You keep going back to the car analogy. It doesn't work. No one drives their gun to work, most people don't use their guns for essential life services, guns are not the second most valuable asset most people own, guns don't consume many natural resources once made, the gov't doesn't need to provide infrastructure to support the use of guns, guns are small and easy to hide, there are zero Constitutional provisions regarding car ownership, committing a crime with a gun and speeding w/an expired registration are laughably different in severity, and in most states you can't even have your gun visible in public.It would be a totally new system so, obviously, everything would not be in place on day one. At one point, car registration was new too.
No one would be a criminal unless they chose to disobey the law. Speed limits don't create criminals, right?
No matter what we do, if we do anything at all, it's going to take many years to significantly improve the problems with gun violence and death. We are flooded with guns and violent criminals.
So please stop with the foolish parallels, they don't work.

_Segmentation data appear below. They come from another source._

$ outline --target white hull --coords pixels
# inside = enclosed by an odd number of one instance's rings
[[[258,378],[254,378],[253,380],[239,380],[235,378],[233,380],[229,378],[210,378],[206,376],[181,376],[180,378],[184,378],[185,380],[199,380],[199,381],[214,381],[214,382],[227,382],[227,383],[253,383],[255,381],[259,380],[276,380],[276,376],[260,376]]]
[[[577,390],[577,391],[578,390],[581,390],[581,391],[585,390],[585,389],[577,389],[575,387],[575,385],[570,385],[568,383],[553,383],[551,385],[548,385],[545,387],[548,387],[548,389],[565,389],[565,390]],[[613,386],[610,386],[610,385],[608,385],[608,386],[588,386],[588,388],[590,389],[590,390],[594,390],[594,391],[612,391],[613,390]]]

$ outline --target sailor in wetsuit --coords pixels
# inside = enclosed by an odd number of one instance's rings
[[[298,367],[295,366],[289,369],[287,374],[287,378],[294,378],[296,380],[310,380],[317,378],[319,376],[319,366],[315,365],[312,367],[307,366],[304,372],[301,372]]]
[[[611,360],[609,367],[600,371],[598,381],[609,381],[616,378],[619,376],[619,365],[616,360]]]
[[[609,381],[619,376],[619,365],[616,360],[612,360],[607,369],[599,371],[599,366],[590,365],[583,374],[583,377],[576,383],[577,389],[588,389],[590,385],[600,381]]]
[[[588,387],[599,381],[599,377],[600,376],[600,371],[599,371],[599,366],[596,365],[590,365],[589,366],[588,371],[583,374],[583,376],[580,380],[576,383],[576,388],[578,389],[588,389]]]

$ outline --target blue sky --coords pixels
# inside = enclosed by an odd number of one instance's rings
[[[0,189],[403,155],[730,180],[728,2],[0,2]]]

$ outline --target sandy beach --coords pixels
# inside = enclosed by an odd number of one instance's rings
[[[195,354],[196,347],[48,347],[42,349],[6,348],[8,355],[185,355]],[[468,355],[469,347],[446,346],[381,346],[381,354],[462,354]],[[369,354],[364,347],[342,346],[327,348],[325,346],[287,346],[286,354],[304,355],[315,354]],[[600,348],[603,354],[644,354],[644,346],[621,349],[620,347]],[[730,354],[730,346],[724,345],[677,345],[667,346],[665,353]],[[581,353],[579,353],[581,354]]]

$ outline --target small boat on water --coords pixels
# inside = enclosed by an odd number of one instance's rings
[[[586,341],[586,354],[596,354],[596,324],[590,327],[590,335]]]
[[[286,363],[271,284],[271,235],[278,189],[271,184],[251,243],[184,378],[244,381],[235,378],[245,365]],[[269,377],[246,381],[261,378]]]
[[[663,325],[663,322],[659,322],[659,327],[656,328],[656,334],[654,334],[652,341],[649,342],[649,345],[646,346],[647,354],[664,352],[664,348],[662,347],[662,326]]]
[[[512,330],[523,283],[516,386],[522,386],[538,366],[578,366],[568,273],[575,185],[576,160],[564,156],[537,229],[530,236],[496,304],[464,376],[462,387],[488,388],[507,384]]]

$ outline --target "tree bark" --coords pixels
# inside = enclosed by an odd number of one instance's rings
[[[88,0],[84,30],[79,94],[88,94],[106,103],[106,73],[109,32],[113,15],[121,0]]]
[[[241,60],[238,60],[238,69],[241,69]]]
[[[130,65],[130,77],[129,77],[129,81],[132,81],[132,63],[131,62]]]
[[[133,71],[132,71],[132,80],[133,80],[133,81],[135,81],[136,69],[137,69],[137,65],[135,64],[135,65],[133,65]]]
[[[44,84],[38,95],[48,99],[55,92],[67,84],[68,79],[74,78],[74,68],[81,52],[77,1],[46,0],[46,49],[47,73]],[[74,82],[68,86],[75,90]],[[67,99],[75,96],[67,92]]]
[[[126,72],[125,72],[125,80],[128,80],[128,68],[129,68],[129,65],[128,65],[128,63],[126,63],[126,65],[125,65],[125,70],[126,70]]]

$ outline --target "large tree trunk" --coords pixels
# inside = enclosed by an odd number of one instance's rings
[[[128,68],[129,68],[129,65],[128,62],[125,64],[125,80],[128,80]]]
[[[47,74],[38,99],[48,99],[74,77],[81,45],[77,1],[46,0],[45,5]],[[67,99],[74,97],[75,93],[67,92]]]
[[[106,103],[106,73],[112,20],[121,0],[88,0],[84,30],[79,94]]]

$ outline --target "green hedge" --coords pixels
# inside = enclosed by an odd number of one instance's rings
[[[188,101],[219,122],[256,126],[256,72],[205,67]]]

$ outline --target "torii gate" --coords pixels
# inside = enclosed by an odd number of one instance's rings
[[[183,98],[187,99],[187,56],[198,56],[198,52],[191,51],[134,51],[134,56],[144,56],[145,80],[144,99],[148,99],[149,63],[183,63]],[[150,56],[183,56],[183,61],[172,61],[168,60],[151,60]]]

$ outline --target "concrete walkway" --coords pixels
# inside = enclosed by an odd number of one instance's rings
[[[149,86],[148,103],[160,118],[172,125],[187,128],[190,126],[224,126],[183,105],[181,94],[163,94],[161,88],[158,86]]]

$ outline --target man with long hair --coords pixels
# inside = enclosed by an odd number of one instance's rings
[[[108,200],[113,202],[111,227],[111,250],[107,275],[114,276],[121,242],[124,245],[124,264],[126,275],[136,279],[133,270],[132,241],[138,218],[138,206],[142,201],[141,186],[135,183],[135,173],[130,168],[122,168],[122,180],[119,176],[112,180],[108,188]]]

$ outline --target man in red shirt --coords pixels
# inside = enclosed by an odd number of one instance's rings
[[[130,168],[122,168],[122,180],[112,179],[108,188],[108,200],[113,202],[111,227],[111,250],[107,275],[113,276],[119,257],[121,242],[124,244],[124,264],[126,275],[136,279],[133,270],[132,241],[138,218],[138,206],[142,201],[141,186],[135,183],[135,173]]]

So again, let's try this from the top.
The state gov't - unless you're going to have everyone report to a post office (closest federal office?) - is going to send out a mandate for everyone to bring every gun they own in for registration and a physical test, with a gov't issued ID to prove who they are?
Explain to me how this makes us safer. How does this deal with being "flooded with guns" and how does it deal with violent criminals?
I'm not asking you about Day 1, I'm asking you what the end goal is and how we go from here to there. You're king Theo in this hypothetical, now explain.